Шарифа ир-Гамалейди убил его собственный жеребец. Прекрасно выезженный, как говорят, бегавший за хозяином, словно собачка… Имран ир-Альмах порезался ножом, очистив персик, и в три дня сгорел от лихорадки. Динар ир-Малис — в саду посреди Харузы его укусила степная гадюка. Кейрани ир-Маджар просто не проснулся однажды утром, его так и нашли в постели со счастливой улыбкой на бледных губах и письмом от визиря ир-Дауда в окостеневших пальцах. Отец Наргис писал о согласии породниться семьями…

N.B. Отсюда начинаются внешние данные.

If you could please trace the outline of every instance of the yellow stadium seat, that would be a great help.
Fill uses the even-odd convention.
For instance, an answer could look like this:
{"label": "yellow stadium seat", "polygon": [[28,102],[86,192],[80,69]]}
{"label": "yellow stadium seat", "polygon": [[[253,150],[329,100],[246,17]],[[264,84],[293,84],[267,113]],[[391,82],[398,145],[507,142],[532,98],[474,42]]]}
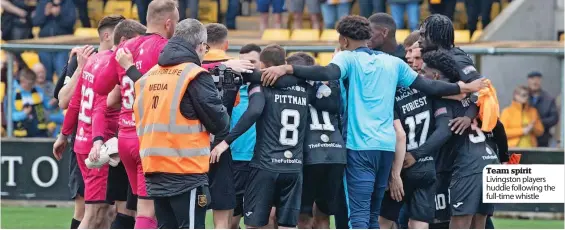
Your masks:
{"label": "yellow stadium seat", "polygon": [[27,67],[31,68],[33,65],[39,63],[39,55],[35,52],[25,51],[22,53],[22,59]]}
{"label": "yellow stadium seat", "polygon": [[318,65],[326,66],[330,64],[334,56],[334,53],[318,53]]}
{"label": "yellow stadium seat", "polygon": [[131,18],[131,1],[108,1],[104,8],[104,15],[112,14]]}
{"label": "yellow stadium seat", "polygon": [[290,30],[287,29],[266,29],[261,36],[261,40],[265,41],[288,41],[290,39]]}
{"label": "yellow stadium seat", "polygon": [[[104,17],[104,2],[101,0],[91,0],[87,3],[88,16],[91,21],[98,22]],[[96,25],[92,25],[96,27]]]}
{"label": "yellow stadium seat", "polygon": [[339,40],[339,33],[337,33],[336,30],[326,29],[322,31],[322,36],[320,37],[320,41],[336,42],[337,40]]}
{"label": "yellow stadium seat", "polygon": [[320,31],[313,29],[299,29],[292,31],[290,35],[292,41],[319,41]]}
{"label": "yellow stadium seat", "polygon": [[396,30],[396,41],[403,43],[408,35],[410,35],[410,30]]}
{"label": "yellow stadium seat", "polygon": [[471,37],[471,42],[477,41],[477,39],[479,39],[481,34],[483,34],[482,30],[475,30],[475,33],[473,33],[473,37]]}
{"label": "yellow stadium seat", "polygon": [[455,43],[469,43],[471,32],[468,30],[455,30]]}
{"label": "yellow stadium seat", "polygon": [[75,36],[77,37],[98,37],[98,30],[94,28],[77,28],[75,30]]}

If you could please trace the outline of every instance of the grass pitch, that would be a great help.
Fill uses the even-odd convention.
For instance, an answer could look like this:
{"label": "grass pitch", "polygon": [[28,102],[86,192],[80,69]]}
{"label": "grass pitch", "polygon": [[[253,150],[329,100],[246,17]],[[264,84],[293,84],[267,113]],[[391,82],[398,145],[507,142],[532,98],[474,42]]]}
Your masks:
{"label": "grass pitch", "polygon": [[[2,206],[0,228],[59,228],[68,229],[73,216],[72,208],[41,208]],[[562,220],[517,220],[494,218],[499,229],[563,229]],[[206,215],[206,227],[212,228],[212,213]],[[333,223],[332,223],[333,227]]]}

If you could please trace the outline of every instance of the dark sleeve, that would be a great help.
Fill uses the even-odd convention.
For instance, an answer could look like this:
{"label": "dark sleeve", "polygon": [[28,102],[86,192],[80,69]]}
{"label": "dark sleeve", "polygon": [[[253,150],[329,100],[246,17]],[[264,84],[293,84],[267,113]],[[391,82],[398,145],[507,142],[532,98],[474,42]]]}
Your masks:
{"label": "dark sleeve", "polygon": [[541,117],[541,123],[546,130],[549,130],[551,127],[555,126],[557,122],[559,122],[559,112],[557,112],[557,106],[555,105],[555,99],[547,98],[551,100],[551,104],[549,106],[549,113],[548,116]]}
{"label": "dark sleeve", "polygon": [[263,94],[260,87],[259,85],[249,87],[249,106],[226,137],[225,141],[228,144],[231,144],[235,139],[243,135],[261,116],[265,106],[265,94]]}
{"label": "dark sleeve", "polygon": [[312,106],[320,111],[327,111],[328,113],[337,114],[339,113],[339,103],[340,103],[340,89],[339,82],[330,81],[329,85],[332,93],[328,97],[317,98],[316,92],[318,87],[313,87],[313,98],[310,97]]}
{"label": "dark sleeve", "polygon": [[133,82],[137,82],[137,80],[139,80],[141,77],[143,77],[143,74],[141,74],[141,72],[139,72],[139,70],[135,67],[135,65],[130,66],[126,70],[126,75],[128,75],[128,77]]}
{"label": "dark sleeve", "polygon": [[498,146],[498,159],[500,162],[508,162],[510,155],[508,154],[508,138],[506,137],[506,130],[500,120],[496,121],[496,126],[492,130],[494,142]]}
{"label": "dark sleeve", "polygon": [[477,104],[475,103],[471,103],[469,105],[469,108],[465,110],[465,116],[471,118],[471,120],[475,119],[475,117],[477,117],[477,114],[479,114],[479,106],[477,106]]}
{"label": "dark sleeve", "polygon": [[422,76],[418,76],[410,87],[420,90],[427,95],[434,96],[451,96],[461,92],[459,85],[456,83],[430,80]]}
{"label": "dark sleeve", "polygon": [[214,142],[223,140],[229,132],[228,113],[209,73],[203,72],[190,82],[179,109],[187,119],[196,116],[206,130],[214,134]]}
{"label": "dark sleeve", "polygon": [[420,147],[410,151],[414,158],[430,156],[439,151],[439,149],[449,140],[452,135],[449,128],[449,120],[453,118],[453,112],[448,104],[441,100],[434,101],[435,129],[428,137],[426,142]]}
{"label": "dark sleeve", "polygon": [[312,81],[331,81],[339,80],[341,70],[336,64],[330,63],[327,66],[302,66],[292,65],[294,76]]}
{"label": "dark sleeve", "polygon": [[[243,73],[241,74],[243,77],[244,82],[250,82],[251,84],[261,84],[261,72],[260,71],[253,71],[253,73]],[[297,85],[300,83],[304,83],[303,79],[299,79],[292,75],[284,75],[279,78],[273,87],[275,88],[286,88],[289,86]]]}
{"label": "dark sleeve", "polygon": [[67,77],[72,77],[78,67],[77,56],[73,55],[71,60],[63,67],[63,76],[57,79],[57,84],[55,85],[55,90],[53,91],[53,97],[59,100],[59,91],[65,86],[65,80]]}

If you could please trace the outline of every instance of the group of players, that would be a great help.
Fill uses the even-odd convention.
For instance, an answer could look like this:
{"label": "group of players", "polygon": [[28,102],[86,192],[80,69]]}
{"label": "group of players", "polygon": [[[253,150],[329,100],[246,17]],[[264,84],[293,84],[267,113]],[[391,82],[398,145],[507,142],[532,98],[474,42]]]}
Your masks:
{"label": "group of players", "polygon": [[[178,29],[178,20],[176,1],[155,0],[149,5],[147,27],[107,16],[98,27],[98,51],[90,46],[73,50],[76,58],[70,60],[67,77],[55,92],[61,107],[68,110],[53,149],[61,159],[67,138],[74,136],[69,184],[76,206],[71,228],[203,228],[205,211],[195,213],[196,204],[214,210],[216,228],[238,228],[241,216],[248,227],[329,228],[329,215],[335,216],[337,228],[350,227],[352,194],[347,194],[343,183],[347,153],[342,135],[347,82],[336,80],[305,82],[289,76],[273,87],[261,86],[260,81],[242,86],[239,104],[233,111],[228,109],[232,130],[211,151],[210,170],[215,173],[209,176],[210,191],[199,191],[197,200],[187,201],[190,205],[177,202],[186,212],[157,207],[156,197],[147,192],[139,152],[134,84],[161,63],[159,54]],[[409,37],[408,63],[420,77],[475,80],[480,75],[466,54],[454,48],[448,20],[433,15],[423,22],[419,34]],[[208,41],[219,39],[208,35]],[[225,39],[220,38],[220,43],[227,44]],[[243,75],[251,69],[257,73],[285,64],[315,64],[305,53],[286,58],[277,45],[261,50],[250,44],[240,54],[241,60],[223,63]],[[505,135],[481,131],[477,111],[468,111],[473,107],[475,103],[465,95],[436,98],[411,88],[397,89],[394,128],[399,144],[380,207],[382,228],[398,227],[403,212],[411,228],[484,228],[493,210],[481,202],[481,172],[484,165],[498,162],[499,153],[506,153],[498,141]],[[449,127],[457,118],[470,125],[468,130],[457,130],[461,135],[452,134]],[[87,168],[85,160],[96,162],[104,141],[114,136],[118,136],[121,163]],[[229,152],[222,154],[230,145],[233,162]],[[235,159],[238,151],[251,154]],[[84,191],[79,191],[82,180]],[[169,219],[174,215],[176,224],[162,224],[163,215]],[[451,225],[446,225],[450,220]]]}

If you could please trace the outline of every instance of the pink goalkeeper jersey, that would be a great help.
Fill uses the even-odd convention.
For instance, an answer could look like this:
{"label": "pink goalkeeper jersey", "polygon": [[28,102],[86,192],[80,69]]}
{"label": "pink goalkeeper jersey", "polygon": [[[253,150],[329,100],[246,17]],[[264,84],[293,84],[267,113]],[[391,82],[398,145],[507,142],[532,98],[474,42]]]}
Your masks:
{"label": "pink goalkeeper jersey", "polygon": [[[105,79],[114,71],[110,67],[113,52],[103,51],[90,56],[78,79],[75,92],[69,103],[62,133],[70,135],[75,126],[74,150],[79,154],[88,154],[92,148],[92,138],[102,136],[107,139],[116,130],[116,109],[108,109],[105,95],[93,91],[96,78]],[[108,121],[108,122],[107,122]]]}

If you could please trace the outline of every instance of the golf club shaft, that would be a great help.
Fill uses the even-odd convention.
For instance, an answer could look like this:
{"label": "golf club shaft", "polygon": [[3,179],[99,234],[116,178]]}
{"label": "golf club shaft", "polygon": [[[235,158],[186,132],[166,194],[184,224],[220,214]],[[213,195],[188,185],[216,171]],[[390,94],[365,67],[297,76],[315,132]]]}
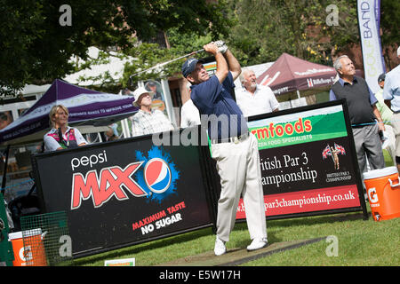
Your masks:
{"label": "golf club shaft", "polygon": [[170,64],[171,62],[173,62],[173,61],[176,61],[176,60],[184,59],[184,58],[186,58],[186,57],[188,57],[188,56],[196,54],[196,53],[198,53],[198,52],[202,52],[202,51],[204,51],[204,49],[201,49],[201,50],[198,50],[198,51],[193,51],[193,52],[188,53],[188,54],[186,54],[186,55],[180,56],[180,57],[176,58],[176,59],[172,59],[172,60],[169,60],[169,61],[166,61],[166,62],[164,62],[164,63],[156,64],[156,66],[154,66],[154,67],[149,67],[149,68],[145,69],[145,70],[141,70],[141,71],[140,71],[140,72],[137,72],[137,73],[132,75],[129,78],[132,79],[132,77],[133,77],[133,76],[135,76],[135,75],[140,75],[140,74],[141,74],[141,73],[144,73],[144,72],[147,72],[147,71],[149,71],[149,70],[151,70],[151,69],[157,68],[157,67],[163,67],[163,66],[165,66],[165,65],[167,65],[167,64]]}

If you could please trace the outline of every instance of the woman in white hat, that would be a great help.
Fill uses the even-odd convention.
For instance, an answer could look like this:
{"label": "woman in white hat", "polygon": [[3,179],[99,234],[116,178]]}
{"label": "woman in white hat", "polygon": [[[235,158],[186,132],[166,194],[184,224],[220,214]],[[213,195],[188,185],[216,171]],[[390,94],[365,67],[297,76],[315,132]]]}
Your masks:
{"label": "woman in white hat", "polygon": [[140,136],[152,133],[169,131],[173,130],[172,122],[159,109],[151,109],[153,92],[143,87],[133,91],[135,101],[133,106],[139,111],[132,117],[132,136]]}

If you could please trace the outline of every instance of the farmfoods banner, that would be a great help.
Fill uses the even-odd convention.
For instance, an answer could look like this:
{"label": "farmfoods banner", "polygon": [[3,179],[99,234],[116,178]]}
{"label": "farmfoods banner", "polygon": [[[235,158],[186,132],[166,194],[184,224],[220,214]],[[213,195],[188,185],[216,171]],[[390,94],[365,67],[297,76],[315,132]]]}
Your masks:
{"label": "farmfoods banner", "polygon": [[[343,102],[263,116],[250,118],[248,125],[259,140],[268,217],[362,209],[366,213]],[[244,217],[241,201],[236,218]]]}
{"label": "farmfoods banner", "polygon": [[37,154],[33,164],[44,211],[67,212],[82,256],[211,226],[202,157],[199,146],[157,146],[148,135]]}

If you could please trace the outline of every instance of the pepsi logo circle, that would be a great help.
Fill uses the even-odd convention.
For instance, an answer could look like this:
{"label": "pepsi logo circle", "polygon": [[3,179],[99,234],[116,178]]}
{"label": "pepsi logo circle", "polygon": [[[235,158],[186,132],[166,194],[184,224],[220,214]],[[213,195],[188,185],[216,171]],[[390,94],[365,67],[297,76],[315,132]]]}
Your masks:
{"label": "pepsi logo circle", "polygon": [[143,174],[146,185],[153,193],[163,193],[170,187],[171,169],[163,159],[154,158],[148,161]]}

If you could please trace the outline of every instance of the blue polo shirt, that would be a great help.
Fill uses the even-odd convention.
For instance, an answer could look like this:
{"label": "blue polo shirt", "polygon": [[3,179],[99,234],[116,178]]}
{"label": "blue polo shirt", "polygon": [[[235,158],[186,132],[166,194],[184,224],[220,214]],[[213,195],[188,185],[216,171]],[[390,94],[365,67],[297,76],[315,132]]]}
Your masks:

Надир ир-Лейлах… Все твердили, что выдавать девушку за мужчину, носящего то же имя, что ее брат, очень дурная примета! Но к ней уже давно никто не сватался, и отец был мрачен, а в его взглядах, которые Наргис то и дело ловила на себе, тлела тревога, будто угли под слоем пепла. И если о каждом из прежних женихов он рассказывал, испрашивая ее согласия, то про Надира ир-Лейлаха Наргис и узнала-то почти случайно. Надир тогда чуть ли не впервые поссорился с отцом, ему жених с его именем чем-то очень не нравился. Чем именно — сестре он поведать отказался наотрез, но в доме после разговора Надира с отцом стало тяжко, как накануне грозы. А потом брат пришел к ней в комнату и сказал, что не допустит этого брака, даже если придется пойти наперекор отцовской воле. Найдется для Наргис кто-нибудь получше… Но ссор из-за этого у них с отцом больше не случилось, потому что тезка Надира, уже приславший ир-Даудам обручальный подарок, подавился вишневой косточкой. И лекари вновь оказались бессильны. Невозможно нелепая гибель и оттого еще более страшная…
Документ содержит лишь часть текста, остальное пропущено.